Am trying to run a decision tree based model. I tried the below:
X = df[['Quantity']]
y = df[['label']]
params = {'max_depth':[2,3,4], 'min_samples_split':[2,3,5,10]}
clf_dt = DecisionTreeClassifier()
clf = GridSearchCV(clf_dt, param_grid=params, scoring='f1')
clf.fit(X, y)
clf_dt = DecisionTreeClassifier(clf.best_params_)
And got the warning mentioned here
FutureWarning: Pass criterion={'max_depth': 2, 'min_samples_split': 2} as keyword args. From version 1.0 (renaming of 0.25) passing these as positional arguments will result in an error
warnings.warn(f"Pass {args_msg} as keyword args. From version "
Later, I tried running the below and got an error (but I already fit the model using .fit()
)
from sklearn import tree
tree.plot_tree(clf_dt, filled=True, feature_names = list(X.columns), class_names=['Iris-setosa', 'Iris-versicolor', 'Iris-virginica'])

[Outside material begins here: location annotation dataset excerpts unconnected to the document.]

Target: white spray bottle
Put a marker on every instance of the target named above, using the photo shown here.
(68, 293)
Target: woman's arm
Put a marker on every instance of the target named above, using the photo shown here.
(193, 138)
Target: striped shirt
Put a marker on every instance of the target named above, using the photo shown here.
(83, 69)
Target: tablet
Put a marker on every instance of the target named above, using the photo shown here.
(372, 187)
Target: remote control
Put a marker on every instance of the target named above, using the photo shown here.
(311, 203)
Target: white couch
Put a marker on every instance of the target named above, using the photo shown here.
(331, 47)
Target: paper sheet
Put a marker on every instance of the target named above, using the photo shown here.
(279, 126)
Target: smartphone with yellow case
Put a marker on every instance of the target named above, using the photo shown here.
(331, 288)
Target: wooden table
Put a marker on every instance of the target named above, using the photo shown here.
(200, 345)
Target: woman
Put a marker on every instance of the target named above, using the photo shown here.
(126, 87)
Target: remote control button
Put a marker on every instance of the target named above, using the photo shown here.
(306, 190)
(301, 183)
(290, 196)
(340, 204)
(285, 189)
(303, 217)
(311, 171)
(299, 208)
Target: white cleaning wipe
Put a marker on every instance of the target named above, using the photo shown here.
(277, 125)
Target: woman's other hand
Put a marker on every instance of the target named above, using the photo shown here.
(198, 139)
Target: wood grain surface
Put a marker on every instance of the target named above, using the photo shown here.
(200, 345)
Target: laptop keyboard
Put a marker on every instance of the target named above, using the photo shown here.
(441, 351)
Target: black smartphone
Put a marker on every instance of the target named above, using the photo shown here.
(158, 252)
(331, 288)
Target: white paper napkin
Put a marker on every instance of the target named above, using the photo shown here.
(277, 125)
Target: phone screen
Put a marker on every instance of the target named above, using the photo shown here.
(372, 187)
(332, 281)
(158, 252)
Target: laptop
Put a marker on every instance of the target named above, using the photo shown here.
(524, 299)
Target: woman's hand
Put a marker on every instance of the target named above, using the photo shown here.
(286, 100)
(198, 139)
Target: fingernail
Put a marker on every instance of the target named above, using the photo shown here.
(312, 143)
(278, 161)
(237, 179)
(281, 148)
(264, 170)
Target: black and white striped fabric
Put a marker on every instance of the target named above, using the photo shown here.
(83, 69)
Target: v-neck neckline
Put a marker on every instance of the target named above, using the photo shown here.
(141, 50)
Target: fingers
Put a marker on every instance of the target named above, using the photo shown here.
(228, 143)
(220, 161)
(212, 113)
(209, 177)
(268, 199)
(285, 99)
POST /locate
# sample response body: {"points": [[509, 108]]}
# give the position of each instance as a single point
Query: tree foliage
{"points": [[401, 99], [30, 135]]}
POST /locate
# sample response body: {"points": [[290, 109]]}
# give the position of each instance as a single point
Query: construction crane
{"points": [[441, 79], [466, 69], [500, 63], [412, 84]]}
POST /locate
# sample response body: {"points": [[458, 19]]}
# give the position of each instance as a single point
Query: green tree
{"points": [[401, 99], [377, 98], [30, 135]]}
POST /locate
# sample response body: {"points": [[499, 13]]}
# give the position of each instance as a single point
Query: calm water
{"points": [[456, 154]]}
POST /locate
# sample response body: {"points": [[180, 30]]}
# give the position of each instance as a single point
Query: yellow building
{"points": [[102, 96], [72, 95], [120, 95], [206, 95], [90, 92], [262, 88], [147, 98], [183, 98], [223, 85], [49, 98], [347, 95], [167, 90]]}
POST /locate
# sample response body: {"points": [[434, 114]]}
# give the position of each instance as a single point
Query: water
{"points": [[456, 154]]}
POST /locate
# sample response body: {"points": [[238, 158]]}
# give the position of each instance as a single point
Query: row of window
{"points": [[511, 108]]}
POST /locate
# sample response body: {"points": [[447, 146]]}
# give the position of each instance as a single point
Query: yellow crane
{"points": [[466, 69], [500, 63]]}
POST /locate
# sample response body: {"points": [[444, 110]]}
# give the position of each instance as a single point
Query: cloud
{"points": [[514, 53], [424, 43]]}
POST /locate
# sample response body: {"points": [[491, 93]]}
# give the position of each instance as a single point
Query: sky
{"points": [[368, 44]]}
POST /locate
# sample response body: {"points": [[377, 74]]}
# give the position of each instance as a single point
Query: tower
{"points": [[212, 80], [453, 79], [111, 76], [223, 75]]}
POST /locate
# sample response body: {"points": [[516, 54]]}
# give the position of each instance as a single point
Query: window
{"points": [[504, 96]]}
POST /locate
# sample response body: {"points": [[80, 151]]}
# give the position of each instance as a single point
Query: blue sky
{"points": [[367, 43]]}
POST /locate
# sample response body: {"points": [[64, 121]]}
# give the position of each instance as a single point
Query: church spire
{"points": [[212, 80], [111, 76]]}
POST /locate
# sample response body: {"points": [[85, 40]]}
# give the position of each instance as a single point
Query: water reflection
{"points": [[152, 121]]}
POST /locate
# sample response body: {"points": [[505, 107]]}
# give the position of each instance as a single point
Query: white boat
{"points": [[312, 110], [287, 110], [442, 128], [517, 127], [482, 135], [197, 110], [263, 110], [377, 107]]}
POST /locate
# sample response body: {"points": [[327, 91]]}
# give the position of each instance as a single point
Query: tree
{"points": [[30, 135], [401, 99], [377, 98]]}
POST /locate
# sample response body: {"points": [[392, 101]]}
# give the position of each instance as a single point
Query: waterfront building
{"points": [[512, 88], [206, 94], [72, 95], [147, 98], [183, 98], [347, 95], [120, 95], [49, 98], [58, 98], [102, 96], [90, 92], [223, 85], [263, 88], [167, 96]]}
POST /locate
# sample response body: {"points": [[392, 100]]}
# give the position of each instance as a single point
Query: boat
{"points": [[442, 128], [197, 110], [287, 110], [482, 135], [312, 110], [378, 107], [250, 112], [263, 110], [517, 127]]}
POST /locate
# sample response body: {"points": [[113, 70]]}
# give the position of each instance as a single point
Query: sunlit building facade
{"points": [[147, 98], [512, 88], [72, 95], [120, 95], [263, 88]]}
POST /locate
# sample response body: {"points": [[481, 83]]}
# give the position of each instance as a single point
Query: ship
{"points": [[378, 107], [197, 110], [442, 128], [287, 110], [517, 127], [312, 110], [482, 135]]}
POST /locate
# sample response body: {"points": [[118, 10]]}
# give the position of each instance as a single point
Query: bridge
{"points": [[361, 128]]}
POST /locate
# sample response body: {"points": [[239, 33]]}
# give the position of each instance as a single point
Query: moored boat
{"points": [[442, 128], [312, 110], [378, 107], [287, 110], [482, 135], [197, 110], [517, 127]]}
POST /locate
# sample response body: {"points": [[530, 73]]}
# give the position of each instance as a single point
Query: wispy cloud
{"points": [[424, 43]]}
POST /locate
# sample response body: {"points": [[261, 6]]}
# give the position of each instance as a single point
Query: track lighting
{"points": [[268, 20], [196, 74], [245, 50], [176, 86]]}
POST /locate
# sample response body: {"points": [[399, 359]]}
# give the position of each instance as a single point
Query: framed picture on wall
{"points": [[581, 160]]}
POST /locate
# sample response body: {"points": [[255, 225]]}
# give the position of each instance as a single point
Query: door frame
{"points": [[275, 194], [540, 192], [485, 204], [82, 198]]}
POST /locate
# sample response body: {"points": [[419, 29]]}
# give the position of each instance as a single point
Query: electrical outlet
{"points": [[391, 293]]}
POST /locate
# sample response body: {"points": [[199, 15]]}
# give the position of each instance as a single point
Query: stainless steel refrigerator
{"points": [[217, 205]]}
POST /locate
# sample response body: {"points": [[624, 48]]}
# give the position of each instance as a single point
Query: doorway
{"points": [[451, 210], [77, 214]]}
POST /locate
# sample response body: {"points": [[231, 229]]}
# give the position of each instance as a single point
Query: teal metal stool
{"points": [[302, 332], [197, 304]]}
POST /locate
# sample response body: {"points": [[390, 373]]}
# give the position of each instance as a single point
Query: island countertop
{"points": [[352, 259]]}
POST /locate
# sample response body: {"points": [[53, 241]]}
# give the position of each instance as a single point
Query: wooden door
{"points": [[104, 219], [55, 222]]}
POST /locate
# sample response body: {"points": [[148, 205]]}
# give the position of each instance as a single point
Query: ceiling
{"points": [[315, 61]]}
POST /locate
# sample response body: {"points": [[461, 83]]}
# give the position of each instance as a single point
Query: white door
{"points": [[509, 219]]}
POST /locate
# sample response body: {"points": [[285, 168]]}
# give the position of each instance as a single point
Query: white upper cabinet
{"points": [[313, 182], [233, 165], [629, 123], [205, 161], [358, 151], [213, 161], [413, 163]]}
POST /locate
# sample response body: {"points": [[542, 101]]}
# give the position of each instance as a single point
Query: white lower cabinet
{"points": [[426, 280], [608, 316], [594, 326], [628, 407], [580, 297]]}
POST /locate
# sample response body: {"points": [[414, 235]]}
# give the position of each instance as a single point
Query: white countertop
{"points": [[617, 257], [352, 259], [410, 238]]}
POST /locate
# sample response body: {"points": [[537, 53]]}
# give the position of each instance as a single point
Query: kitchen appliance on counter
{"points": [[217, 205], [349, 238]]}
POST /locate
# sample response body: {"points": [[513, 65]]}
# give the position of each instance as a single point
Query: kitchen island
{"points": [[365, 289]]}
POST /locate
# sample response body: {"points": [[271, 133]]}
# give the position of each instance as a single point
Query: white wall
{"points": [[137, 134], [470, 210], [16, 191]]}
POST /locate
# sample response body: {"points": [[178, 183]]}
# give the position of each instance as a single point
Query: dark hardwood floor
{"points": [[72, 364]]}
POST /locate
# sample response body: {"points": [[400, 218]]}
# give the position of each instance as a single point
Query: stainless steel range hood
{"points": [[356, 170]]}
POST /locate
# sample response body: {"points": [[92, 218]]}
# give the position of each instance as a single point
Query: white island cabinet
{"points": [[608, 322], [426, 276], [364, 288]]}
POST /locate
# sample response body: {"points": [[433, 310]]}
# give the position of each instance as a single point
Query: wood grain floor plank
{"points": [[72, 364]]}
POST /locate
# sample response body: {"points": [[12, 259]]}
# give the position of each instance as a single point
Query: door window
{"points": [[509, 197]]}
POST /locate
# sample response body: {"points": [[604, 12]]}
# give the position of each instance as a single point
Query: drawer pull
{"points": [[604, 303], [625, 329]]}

NotFittedError: This DecisionTreeClassifier instance is not fitted yet. Call
'fit' with appropriate arguments before using this estimator.
How can I fix this?
If you go with best_params_
, you'll have to refit the model with those parameters. Note that these should be unpacked when passed to the model:
clf_dt = DecisionTreeClassifier(**clf.best_params_)
clf_dt.fit(X, y)
However, you can also use the best_estimator_
attribute in order to access the best model directly:
clf_dt = clf.best_estimator_